Notre propos ici n’est pas de traiter de l’expérience et des conditions de son authenticité spirituelle, mais simplement d’éclairer et donc de lever les barrières culturelles qui peuvent s’y opposer. Oui, c’est en terme de réciprocité que nous percevons la relation entre notre âme et notre corps, entre notre tête et notre cœur.
Leanne Payne raconte qu’une personne ayant découvert le chemin de la prière d’écoute s’attira cette remarque acerbe : « Je vois, vous avez maintenant une ligne directe avec Dieu ». Une amie me disait récemment qu’elle hésitait à faire connaître ce blog parmi les membres d’un groupe chrétien (catholique) très centré sur la réflexion à travers l’étude de livres.
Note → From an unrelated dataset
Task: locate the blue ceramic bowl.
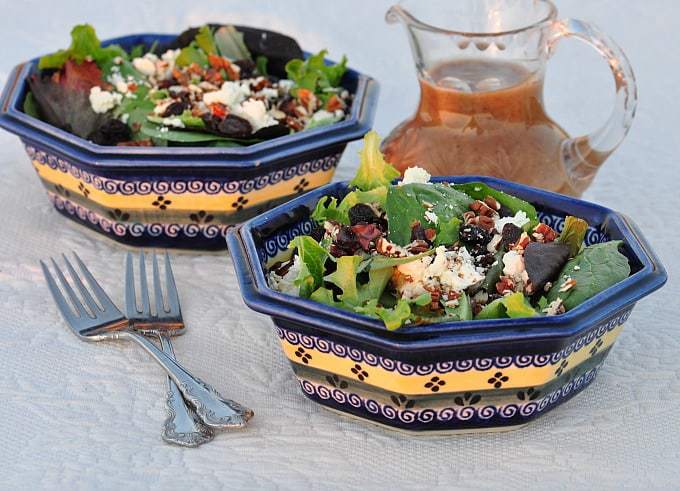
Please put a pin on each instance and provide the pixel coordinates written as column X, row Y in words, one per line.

Elle pensait que, pour certains de ces membres, le blog leur apparaîtrait comme trop tourné vers l’expérience. Quel est notre vécu à ce sujet ? Quels sont nos cheminements ?
JH
(1) Cette analyse est développée à plusieurs reprises par Jürgen Moltmann. A propos de cette œuvre : www.lespritquidonnelavie.com
(2) Payne (Leanne). La prière d’écoute. Raphaël, 1994 (p.141-143)
Cet article de votre blog m’est adressé par une personne qui vous lit.
Probablement parce que j’ai ouvert un blog ou je tente de rendre compte de mon vécu, de mon expérience, de mon aventure spirituelle, pour ce qu’elle fut exactement, telle qu’elle fut, de mon enfance, à mon âge désormais quelque peu… Avancé !…
Je remercie cette personne, et je vous remercie pour cet article éclairant.
Titre du blog : « le voyageur de l’aube »
adresse du blog : http://alainx5.blogspot.com/
Merci Jean pour ce texte qui j’espère parlera à beaucoup de personnes; cette question abordée est au centre de ma problématique de future sophrologue … ! L’être humain est un tout comme vous l’exposez si bien.